By the numbers: Teen social media use
The research team analyzed a huge dataset that was originally collected by Monitoring the Future, a long-term, comprehensive study on the behaviors and attitudes of Americans from childhood all the way through to adulthood. In all, information on 74,472 8th and 10th graders that had been gathered between 2009 and 2017 was used.
First, depression symptoms were assessed to formulate a baseline depression risk. Then, that risk was subsequently controlled for during further analyses in order to identify any possible links between depression and social media use among teens.
Predictably, social media use among 8th and 10 graders between 2009 and 2017 skyrocketed. For this period, female social media use increased from 61% to 89%. Male social media use jumped up from 46% to 75%.
Findings show a ‘weak’ connection to depression
Regarding depression, research shows that adolescents who gravitate toward social media usually have worse mental health than their peers from the start. Besides that, though, the authors say there’s no connection between daily social media use and increased depression risk.

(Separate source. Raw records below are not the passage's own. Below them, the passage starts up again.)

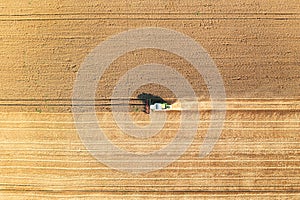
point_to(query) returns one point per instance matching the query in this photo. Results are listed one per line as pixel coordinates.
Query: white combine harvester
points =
(156, 106)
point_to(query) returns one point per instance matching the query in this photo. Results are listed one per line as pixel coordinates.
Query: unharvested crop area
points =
(255, 45)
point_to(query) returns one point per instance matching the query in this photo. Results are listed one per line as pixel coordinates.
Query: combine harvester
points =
(149, 107)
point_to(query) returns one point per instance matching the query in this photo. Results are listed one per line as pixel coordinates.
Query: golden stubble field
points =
(255, 45)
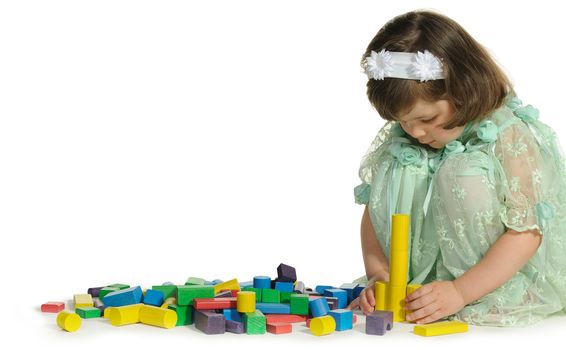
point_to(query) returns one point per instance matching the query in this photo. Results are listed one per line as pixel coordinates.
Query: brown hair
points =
(473, 83)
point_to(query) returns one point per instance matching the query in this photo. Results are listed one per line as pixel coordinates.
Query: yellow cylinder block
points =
(68, 321)
(156, 316)
(380, 295)
(123, 315)
(245, 301)
(323, 325)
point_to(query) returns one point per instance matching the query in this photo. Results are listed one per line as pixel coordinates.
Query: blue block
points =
(344, 319)
(232, 314)
(273, 308)
(318, 307)
(320, 289)
(284, 286)
(340, 294)
(262, 282)
(153, 297)
(123, 297)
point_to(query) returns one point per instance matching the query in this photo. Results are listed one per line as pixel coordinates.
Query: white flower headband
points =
(421, 66)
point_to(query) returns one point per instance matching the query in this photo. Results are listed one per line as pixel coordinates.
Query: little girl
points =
(482, 179)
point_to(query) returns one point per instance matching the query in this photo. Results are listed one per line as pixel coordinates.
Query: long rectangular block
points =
(440, 328)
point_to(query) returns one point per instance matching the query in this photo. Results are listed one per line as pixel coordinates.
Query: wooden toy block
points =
(159, 317)
(282, 318)
(279, 327)
(234, 327)
(320, 289)
(214, 303)
(257, 291)
(270, 296)
(273, 308)
(123, 315)
(153, 297)
(286, 273)
(94, 291)
(88, 312)
(246, 301)
(194, 281)
(299, 304)
(228, 285)
(381, 288)
(343, 319)
(378, 322)
(322, 325)
(319, 307)
(284, 286)
(122, 297)
(440, 328)
(210, 322)
(186, 294)
(184, 314)
(168, 290)
(68, 321)
(299, 287)
(262, 282)
(340, 294)
(53, 306)
(254, 322)
(83, 300)
(399, 263)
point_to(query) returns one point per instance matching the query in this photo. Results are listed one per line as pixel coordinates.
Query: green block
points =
(168, 290)
(194, 281)
(186, 294)
(286, 297)
(184, 314)
(299, 304)
(88, 312)
(105, 291)
(270, 296)
(257, 293)
(254, 322)
(119, 286)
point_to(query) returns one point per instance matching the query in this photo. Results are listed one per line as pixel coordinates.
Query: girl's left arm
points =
(504, 259)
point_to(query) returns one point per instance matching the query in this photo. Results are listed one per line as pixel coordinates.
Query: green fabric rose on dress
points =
(528, 114)
(406, 153)
(454, 147)
(487, 131)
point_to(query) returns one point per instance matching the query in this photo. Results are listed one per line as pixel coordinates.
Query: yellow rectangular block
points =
(83, 300)
(228, 285)
(381, 295)
(440, 328)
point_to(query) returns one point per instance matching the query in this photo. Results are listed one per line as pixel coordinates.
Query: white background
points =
(149, 141)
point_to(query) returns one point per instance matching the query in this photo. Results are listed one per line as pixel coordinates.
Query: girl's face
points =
(424, 120)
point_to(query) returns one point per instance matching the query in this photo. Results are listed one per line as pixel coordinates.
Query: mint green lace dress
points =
(504, 171)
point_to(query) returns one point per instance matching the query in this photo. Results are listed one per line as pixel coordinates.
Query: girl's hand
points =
(434, 301)
(366, 300)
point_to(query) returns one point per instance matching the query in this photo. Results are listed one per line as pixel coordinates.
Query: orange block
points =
(279, 327)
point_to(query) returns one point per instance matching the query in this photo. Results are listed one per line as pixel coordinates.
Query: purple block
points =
(378, 322)
(234, 327)
(286, 273)
(94, 291)
(210, 322)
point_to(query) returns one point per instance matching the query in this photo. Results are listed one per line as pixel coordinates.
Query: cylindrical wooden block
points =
(322, 325)
(245, 301)
(123, 315)
(380, 295)
(68, 321)
(157, 316)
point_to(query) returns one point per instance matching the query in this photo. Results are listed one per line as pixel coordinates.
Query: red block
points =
(279, 327)
(214, 303)
(53, 306)
(282, 318)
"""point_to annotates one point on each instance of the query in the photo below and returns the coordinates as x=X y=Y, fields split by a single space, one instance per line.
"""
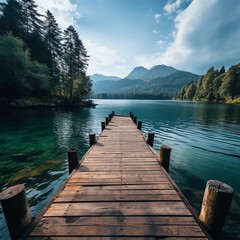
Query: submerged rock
x=20 y=156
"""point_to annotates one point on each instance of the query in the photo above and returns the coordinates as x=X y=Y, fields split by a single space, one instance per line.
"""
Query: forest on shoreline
x=214 y=86
x=37 y=59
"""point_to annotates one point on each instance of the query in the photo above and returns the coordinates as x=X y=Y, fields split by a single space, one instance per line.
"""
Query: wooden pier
x=119 y=191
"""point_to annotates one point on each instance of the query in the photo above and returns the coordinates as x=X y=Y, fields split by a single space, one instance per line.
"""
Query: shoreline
x=37 y=104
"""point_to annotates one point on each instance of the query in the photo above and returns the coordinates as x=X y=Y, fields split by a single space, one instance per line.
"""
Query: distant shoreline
x=39 y=104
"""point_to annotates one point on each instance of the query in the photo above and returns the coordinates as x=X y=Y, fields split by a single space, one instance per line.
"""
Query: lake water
x=205 y=141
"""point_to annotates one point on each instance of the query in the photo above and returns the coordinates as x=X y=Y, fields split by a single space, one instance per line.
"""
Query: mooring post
x=150 y=138
x=72 y=159
x=92 y=139
x=103 y=125
x=165 y=153
x=135 y=120
x=140 y=125
x=215 y=205
x=16 y=210
x=107 y=121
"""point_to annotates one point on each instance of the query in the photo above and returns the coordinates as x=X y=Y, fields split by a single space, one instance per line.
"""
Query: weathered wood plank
x=120 y=231
x=118 y=208
x=119 y=192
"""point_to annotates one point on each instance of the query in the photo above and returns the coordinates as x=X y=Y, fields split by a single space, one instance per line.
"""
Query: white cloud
x=155 y=31
x=161 y=43
x=157 y=17
x=104 y=60
x=203 y=37
x=171 y=7
x=63 y=10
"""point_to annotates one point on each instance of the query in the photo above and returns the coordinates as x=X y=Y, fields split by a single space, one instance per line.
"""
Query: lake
x=205 y=141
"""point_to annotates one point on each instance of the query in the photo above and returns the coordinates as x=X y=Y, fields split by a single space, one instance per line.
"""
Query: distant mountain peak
x=100 y=77
x=137 y=73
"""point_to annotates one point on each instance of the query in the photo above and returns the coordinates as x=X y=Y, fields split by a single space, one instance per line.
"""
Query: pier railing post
x=103 y=125
x=216 y=202
x=150 y=138
x=135 y=120
x=16 y=210
x=72 y=159
x=165 y=153
x=92 y=139
x=107 y=121
x=140 y=125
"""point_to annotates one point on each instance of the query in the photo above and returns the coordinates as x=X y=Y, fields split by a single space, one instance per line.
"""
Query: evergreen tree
x=190 y=92
x=207 y=83
x=230 y=87
x=19 y=76
x=222 y=70
x=11 y=19
x=75 y=60
x=31 y=17
x=52 y=38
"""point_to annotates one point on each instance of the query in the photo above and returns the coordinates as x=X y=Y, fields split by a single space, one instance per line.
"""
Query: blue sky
x=190 y=35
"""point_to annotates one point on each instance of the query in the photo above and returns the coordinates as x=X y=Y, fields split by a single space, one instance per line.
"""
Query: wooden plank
x=118 y=208
x=120 y=231
x=165 y=185
x=119 y=192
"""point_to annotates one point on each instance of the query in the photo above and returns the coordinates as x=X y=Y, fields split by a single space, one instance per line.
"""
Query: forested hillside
x=37 y=58
x=214 y=86
x=157 y=88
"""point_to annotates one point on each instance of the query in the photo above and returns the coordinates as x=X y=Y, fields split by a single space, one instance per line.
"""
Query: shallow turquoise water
x=205 y=141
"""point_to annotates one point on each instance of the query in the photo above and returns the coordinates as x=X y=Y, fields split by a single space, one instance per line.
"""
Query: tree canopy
x=214 y=86
x=37 y=58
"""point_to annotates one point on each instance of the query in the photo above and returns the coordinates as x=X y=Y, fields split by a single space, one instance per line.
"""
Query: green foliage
x=19 y=76
x=41 y=61
x=214 y=86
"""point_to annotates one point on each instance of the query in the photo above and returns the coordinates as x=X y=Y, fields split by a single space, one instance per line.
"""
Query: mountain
x=142 y=73
x=158 y=71
x=99 y=77
x=166 y=86
x=137 y=73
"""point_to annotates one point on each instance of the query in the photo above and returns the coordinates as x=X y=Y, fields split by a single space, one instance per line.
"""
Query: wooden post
x=216 y=202
x=150 y=138
x=135 y=120
x=140 y=125
x=72 y=159
x=103 y=125
x=107 y=121
x=16 y=210
x=92 y=139
x=165 y=153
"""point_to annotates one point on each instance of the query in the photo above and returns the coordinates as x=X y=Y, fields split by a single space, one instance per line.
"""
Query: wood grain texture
x=119 y=192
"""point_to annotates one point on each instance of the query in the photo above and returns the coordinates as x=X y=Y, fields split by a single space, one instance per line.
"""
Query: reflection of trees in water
x=71 y=128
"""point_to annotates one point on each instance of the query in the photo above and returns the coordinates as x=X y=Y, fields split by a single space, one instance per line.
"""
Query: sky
x=190 y=35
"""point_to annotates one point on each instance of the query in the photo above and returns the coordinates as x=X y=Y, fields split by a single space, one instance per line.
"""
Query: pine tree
x=52 y=38
x=11 y=19
x=31 y=17
x=76 y=58
x=230 y=87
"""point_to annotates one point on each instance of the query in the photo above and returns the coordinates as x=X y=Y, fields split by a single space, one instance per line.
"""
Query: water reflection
x=205 y=141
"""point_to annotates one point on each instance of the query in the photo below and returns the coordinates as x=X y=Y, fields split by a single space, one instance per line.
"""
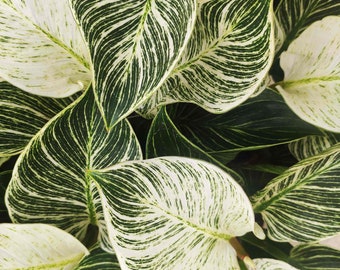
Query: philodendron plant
x=169 y=134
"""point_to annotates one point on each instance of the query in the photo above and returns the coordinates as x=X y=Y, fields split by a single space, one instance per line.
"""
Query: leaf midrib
x=298 y=184
x=192 y=225
x=306 y=81
x=56 y=41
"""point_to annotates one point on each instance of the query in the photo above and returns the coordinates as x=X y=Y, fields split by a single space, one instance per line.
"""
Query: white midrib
x=55 y=40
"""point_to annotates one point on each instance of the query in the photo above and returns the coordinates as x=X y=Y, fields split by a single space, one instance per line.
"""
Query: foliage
x=183 y=134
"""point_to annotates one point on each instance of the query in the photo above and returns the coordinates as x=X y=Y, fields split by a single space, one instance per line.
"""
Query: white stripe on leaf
x=134 y=45
x=303 y=203
x=38 y=246
x=311 y=85
x=226 y=60
x=173 y=213
x=41 y=48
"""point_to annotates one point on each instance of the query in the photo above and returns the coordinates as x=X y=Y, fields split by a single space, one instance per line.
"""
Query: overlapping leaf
x=173 y=213
x=50 y=183
x=312 y=145
x=226 y=60
x=99 y=259
x=316 y=257
x=271 y=264
x=303 y=204
x=294 y=16
x=259 y=122
x=38 y=246
x=22 y=115
x=311 y=85
x=41 y=48
x=164 y=139
x=134 y=45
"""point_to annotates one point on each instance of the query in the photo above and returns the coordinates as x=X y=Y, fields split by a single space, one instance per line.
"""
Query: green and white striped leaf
x=271 y=264
x=311 y=85
x=165 y=139
x=134 y=45
x=99 y=259
x=41 y=48
x=38 y=246
x=22 y=115
x=315 y=257
x=312 y=145
x=173 y=213
x=228 y=56
x=294 y=16
x=303 y=204
x=50 y=182
x=258 y=123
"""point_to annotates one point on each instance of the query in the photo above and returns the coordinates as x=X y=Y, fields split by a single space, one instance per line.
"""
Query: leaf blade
x=154 y=217
x=27 y=246
x=312 y=75
x=142 y=42
x=30 y=39
x=301 y=204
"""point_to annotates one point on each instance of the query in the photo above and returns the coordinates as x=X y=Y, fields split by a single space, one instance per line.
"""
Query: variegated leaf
x=312 y=145
x=22 y=115
x=99 y=259
x=38 y=246
x=258 y=123
x=41 y=48
x=316 y=257
x=164 y=130
x=294 y=16
x=173 y=213
x=303 y=204
x=134 y=45
x=226 y=60
x=271 y=264
x=5 y=177
x=311 y=85
x=50 y=183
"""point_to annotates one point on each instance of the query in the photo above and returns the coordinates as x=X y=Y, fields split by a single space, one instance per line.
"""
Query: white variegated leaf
x=99 y=259
x=226 y=60
x=38 y=246
x=271 y=264
x=312 y=145
x=41 y=48
x=134 y=45
x=50 y=183
x=311 y=85
x=173 y=213
x=303 y=203
x=22 y=115
x=294 y=16
x=315 y=257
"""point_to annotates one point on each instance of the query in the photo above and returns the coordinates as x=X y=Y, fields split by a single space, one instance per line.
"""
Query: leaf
x=312 y=145
x=226 y=60
x=303 y=204
x=271 y=264
x=99 y=259
x=41 y=48
x=22 y=115
x=173 y=213
x=38 y=246
x=258 y=123
x=134 y=45
x=314 y=256
x=311 y=85
x=50 y=183
x=5 y=176
x=294 y=16
x=164 y=139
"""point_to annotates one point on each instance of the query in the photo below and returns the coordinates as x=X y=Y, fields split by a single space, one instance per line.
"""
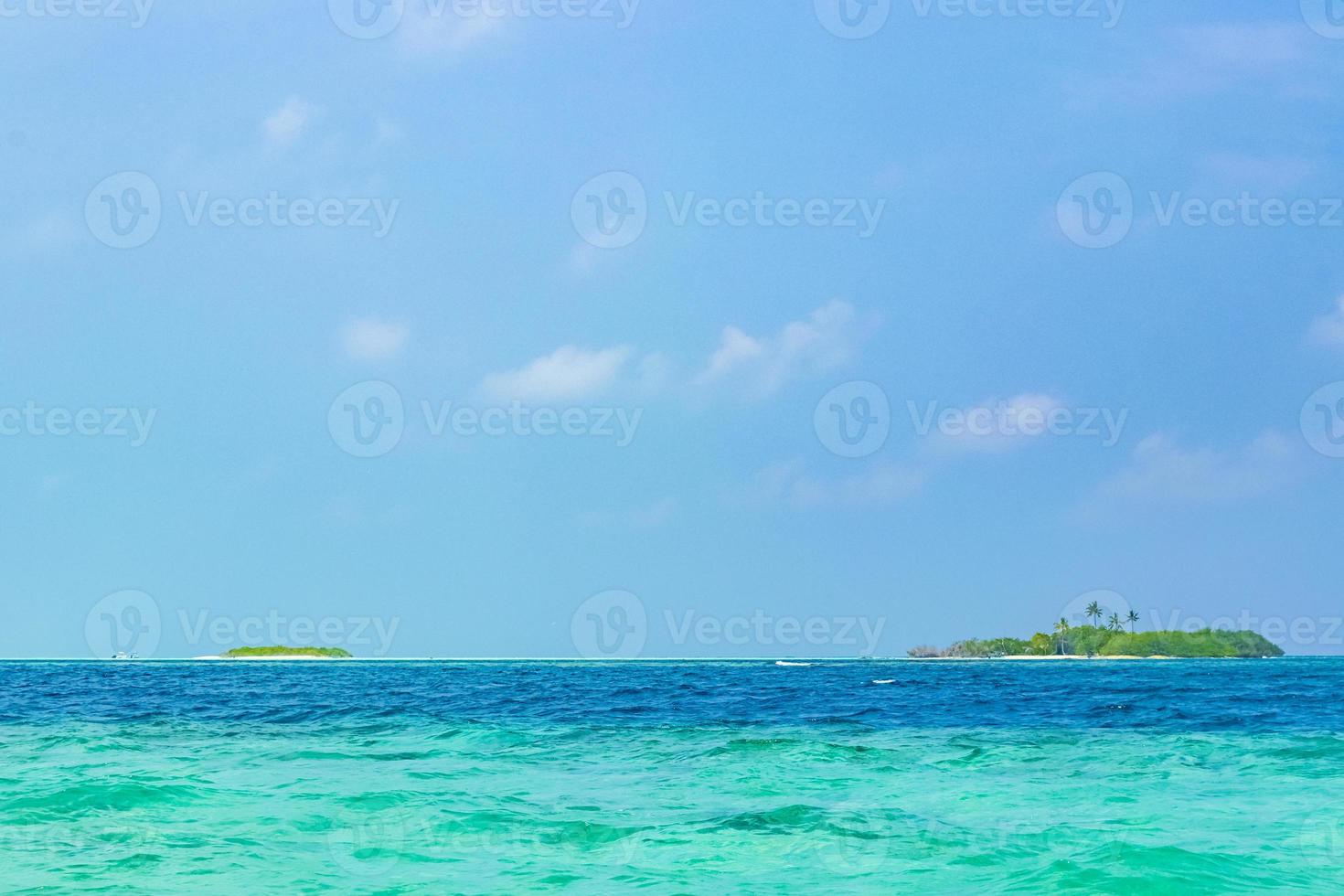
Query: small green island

The only finding that even slightly hints at such a relationship pertained to females showing the lowest risk of depression. Among that group, social media use was “weakly” associated with depressive symptoms. The same was not seen among any studied males, though. In fact, some data actually suggests that social media can protect against depression for boys.
“Daily social media use does not capture the diverse ways in which adolescents use social media, which may be both positive and negative depending on the social context,” concludes senior study author Katherine Keyes, PhD, associate professor of epidemiology at Columbia Mailman School. “Future research could explore the specific behaviors and experiences of young people using social media, as well as more frequent engagement with the various platforms.”
The study is published in the Journal of Adolescent Health.